Melzi was born in 1491 to a rich patrician family, owners of a villa that still stands in the town of Vaprio d’Adda. After meeting the master during his second Milanese period (1508-1513), he accompanied Leonardo on his trip to Rome in 1513, and later to France in 1517, where he remained by his side until his death on 2 May 1519.

On 25 April 1518, in the Château du Cloux, Amboise, Leonardo da Vinci named Melzi the heir to his entire estate.
After the master’s death, Melzi, having inherited all the artistic and scientific drawings and manuscripts, moved to his family’s villa in Vaprio d’Adda and steadfastly conserved them until the day he died.

In 1520was was named chamberlain by Francois I. He married Angiola of the Landriani counts and had eight children.

In the years that followed he edited the Treatise on Painting, compiling the master’s scattered ideas and writings in a single manuscript appending brief notes in his own hand with rigorous philological method.

His eldest son Orazio, a Doctor of Jurisprudence, relinquished the Da Vinci bequest to Pompeo Leoni, official sculptor of King Philip II of Spain. This was the beginning of the dispersion of Leonardo’s graphic work.

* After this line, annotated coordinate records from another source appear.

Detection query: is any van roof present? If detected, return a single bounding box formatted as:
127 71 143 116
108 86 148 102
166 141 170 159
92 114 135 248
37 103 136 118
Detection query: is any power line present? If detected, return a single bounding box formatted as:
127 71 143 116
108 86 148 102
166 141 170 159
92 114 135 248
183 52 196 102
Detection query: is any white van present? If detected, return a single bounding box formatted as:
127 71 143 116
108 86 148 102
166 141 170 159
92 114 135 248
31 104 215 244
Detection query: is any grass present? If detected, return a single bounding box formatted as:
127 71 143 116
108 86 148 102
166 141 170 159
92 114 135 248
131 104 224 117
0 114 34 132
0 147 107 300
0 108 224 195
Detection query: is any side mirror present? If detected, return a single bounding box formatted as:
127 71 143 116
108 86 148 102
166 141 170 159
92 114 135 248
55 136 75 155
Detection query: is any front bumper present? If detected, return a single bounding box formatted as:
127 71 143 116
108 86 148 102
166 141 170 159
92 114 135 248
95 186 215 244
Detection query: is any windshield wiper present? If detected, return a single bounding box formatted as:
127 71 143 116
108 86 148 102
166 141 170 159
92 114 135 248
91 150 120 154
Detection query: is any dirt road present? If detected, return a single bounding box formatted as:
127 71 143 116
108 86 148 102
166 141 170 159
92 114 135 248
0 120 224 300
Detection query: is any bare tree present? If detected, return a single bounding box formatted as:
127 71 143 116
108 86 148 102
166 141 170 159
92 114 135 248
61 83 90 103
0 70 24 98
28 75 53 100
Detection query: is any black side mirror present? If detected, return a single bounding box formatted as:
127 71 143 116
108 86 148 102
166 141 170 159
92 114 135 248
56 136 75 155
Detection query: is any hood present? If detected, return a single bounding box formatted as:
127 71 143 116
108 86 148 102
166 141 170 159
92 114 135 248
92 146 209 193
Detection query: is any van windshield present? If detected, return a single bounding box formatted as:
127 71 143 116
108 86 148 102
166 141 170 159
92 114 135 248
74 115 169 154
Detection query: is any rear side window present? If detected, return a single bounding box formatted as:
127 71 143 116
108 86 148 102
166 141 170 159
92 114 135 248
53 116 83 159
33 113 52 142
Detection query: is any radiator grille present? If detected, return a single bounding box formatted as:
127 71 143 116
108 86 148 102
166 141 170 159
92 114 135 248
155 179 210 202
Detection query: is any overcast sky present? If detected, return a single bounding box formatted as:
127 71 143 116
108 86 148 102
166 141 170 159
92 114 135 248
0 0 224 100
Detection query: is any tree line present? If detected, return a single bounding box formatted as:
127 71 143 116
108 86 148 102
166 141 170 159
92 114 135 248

The only certain works by Francesco Melzi, signed in Greek letters by the artist, are the Vertumnus and Pomona at the Gemäldegalerie in Berlin, the Flora at the Hermitage in St. Petersburg, and the Young Man with a Parrot, from the Gallarati Scotti collection in Milan. He was an artist of some talent, as evidenced by several of Leonardo’s very last works, in which Melzi’s hand often replaces that of the master, by then unable to draw.